JEFFERSON CITY, Mo. — In an uncommon move, a Cole County judge gave the boot to a second lawsuit seeking to overturn the secretary of state‘s rejection of a referendum petition — without even holding a hearing.
On Friday, Judge Daniel Green dismissed, in part with prejudice, a lawsuit filed by David Humphreys seeking to put a sweeping abortion bill to a vote of the people. The decision came the day after the petition was amended to seek a writ of mandamus — as requested by Green earlier in the week.
“With regard to the claim(s) in mandamus, this Court is not of the opinion that the preliminary order in mandamus should be granted and therefore, no such order shall issue. Case dismissed,” wrote Green.
The petition was also seeking a temporary restraining order, injunction, and declaratory relief. All of which were dismissed with prejudice.
Green on Thursday dismissed a similar lawsuit filed by the ACLU of Missouri; the group plans to appeal the ruling. The dismissal of the first lawsuit did not include any reasoning.
Both lawsuits contend Ashcroft acted outside of his purview in rejecting three referendum petitions which sought to give voters the final say in a sweeping anti-abortion bill signed into law by Gov. Mike Parson in May.
The issue at hand, according to Ashcroft, is the emergency clause attached to the bill. The emergency clause resulted in a portion of the bill going into effect immediately after being signed into law.
The provision in place is a requirement for both parents of a minor to be notified if she seeks an abortion.
The vast majority of the provisions — banning abortion at eight weeks, along with “nestled” components to include restrictions at 14, 18, and 20 weeks should a court overturn a portion of the law, and an outright abortion ban if Roe v. Wade is overturned — will go into effect on August 28.
Last month, the ACLU and Humphreys, a prominent Republican donor, each submitted a referendum petition on HB 126 in its entirety. The third referendum petition — also submitted by Humphreys — does not include the provision already in effect.
The decision to reject the three petitions was made by the Secretary of State’s Office based on its review of the law and case precedent.
The lawsuits argued the lone provision does not actually constitute an emergency, and Ashcroft should have been evaluating the petitions on form only.

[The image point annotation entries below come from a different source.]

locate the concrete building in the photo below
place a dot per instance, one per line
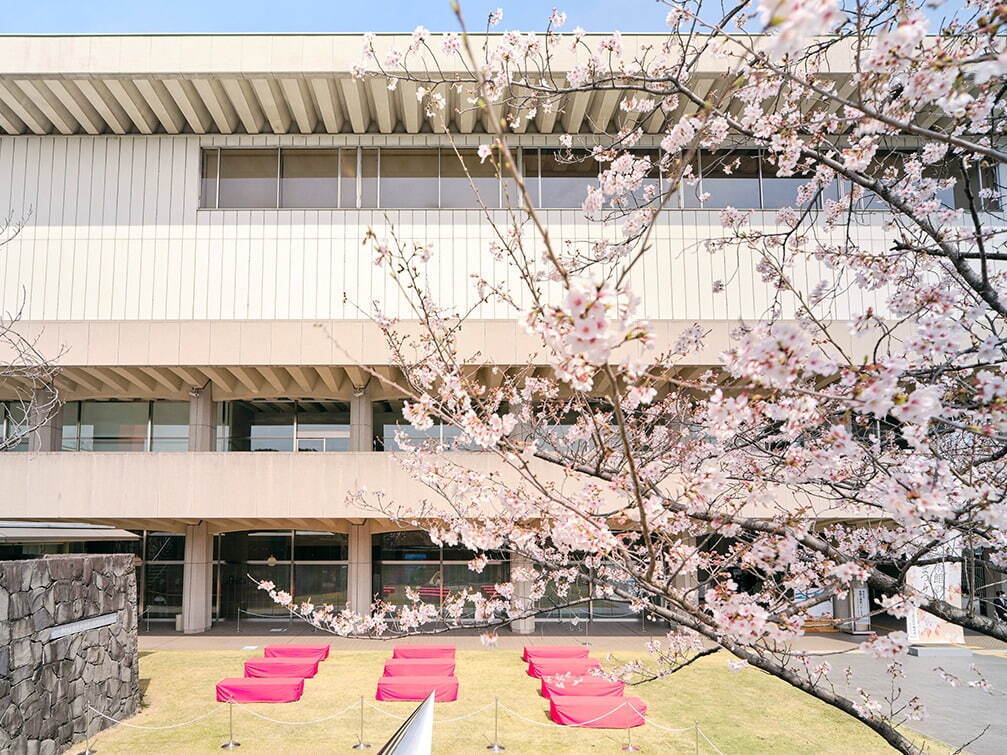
(191, 259)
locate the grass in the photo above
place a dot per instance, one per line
(746, 712)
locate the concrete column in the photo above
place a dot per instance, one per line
(197, 577)
(202, 420)
(45, 417)
(362, 420)
(360, 591)
(522, 595)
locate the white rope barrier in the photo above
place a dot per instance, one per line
(649, 721)
(294, 723)
(709, 742)
(156, 728)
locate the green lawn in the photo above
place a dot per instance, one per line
(746, 712)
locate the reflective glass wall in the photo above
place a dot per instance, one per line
(125, 426)
(312, 426)
(309, 565)
(409, 560)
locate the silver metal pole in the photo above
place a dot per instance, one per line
(496, 746)
(231, 744)
(361, 744)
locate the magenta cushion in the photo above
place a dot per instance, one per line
(534, 652)
(597, 713)
(267, 690)
(297, 651)
(304, 667)
(399, 689)
(423, 651)
(593, 687)
(553, 666)
(419, 667)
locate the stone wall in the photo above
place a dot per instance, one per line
(47, 683)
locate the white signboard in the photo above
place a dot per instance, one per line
(84, 625)
(942, 581)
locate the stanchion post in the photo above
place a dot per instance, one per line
(361, 744)
(231, 744)
(629, 746)
(496, 746)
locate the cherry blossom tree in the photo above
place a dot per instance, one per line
(852, 434)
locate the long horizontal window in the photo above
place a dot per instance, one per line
(443, 178)
(125, 426)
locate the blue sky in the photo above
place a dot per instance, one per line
(135, 16)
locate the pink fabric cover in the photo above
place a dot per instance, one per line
(419, 667)
(268, 690)
(597, 713)
(401, 689)
(297, 651)
(423, 651)
(593, 687)
(535, 652)
(553, 666)
(259, 667)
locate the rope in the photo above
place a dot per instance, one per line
(295, 723)
(386, 713)
(155, 728)
(715, 748)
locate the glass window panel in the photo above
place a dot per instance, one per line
(322, 426)
(240, 591)
(565, 184)
(261, 426)
(248, 178)
(114, 426)
(70, 418)
(320, 583)
(457, 190)
(309, 178)
(165, 547)
(207, 184)
(392, 580)
(782, 192)
(458, 577)
(347, 177)
(169, 430)
(411, 545)
(309, 546)
(530, 171)
(409, 178)
(15, 427)
(162, 594)
(265, 545)
(369, 178)
(730, 179)
(556, 603)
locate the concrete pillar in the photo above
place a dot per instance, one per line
(522, 595)
(202, 420)
(197, 579)
(45, 417)
(360, 591)
(362, 420)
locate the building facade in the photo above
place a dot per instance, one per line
(186, 216)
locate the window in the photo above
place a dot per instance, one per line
(411, 561)
(562, 183)
(730, 179)
(309, 177)
(248, 178)
(409, 178)
(13, 428)
(125, 426)
(319, 426)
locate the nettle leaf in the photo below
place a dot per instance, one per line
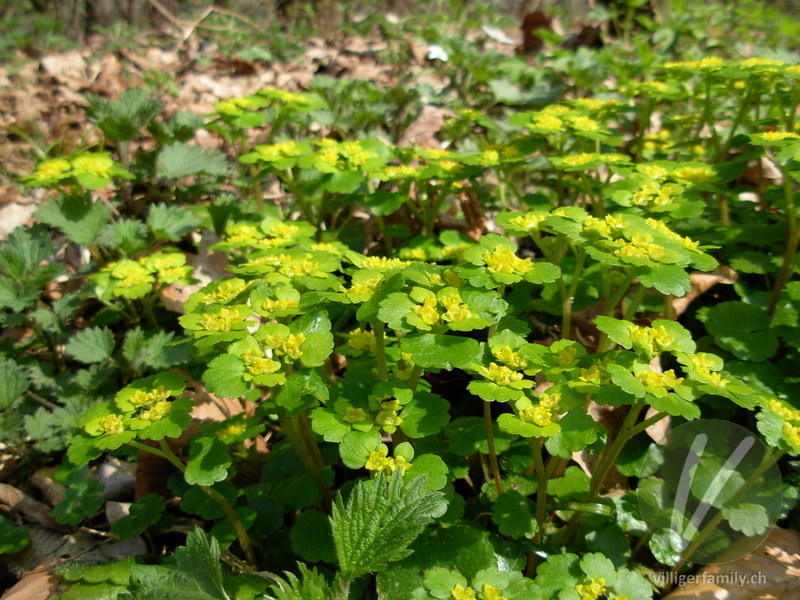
(514, 515)
(578, 430)
(143, 514)
(742, 329)
(379, 521)
(209, 461)
(79, 218)
(91, 345)
(748, 518)
(312, 537)
(13, 382)
(184, 160)
(441, 351)
(171, 222)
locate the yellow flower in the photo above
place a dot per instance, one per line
(224, 320)
(354, 415)
(270, 305)
(379, 263)
(462, 593)
(506, 355)
(503, 260)
(491, 593)
(576, 160)
(157, 412)
(111, 424)
(289, 346)
(427, 310)
(500, 374)
(593, 590)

For a referendum vote to be called, 5 percent of legal voters in six of eight congressional districts — at least 100,126 Missourians — must sign the petition by August 28, 2019. Signatures cannot be gathered before the Secretary of State’s Office approves the referendum petition for circulation.
Alisha Shurr is a reporter for the Missouri Times and Missouri Times Magazine. She joined the Missouri Times in January 2018 after working as a copy editor for her hometown newspaper in Southern Oregon. Alisha is a graduate of Kansas State University. Contact Alisha at email@example.com.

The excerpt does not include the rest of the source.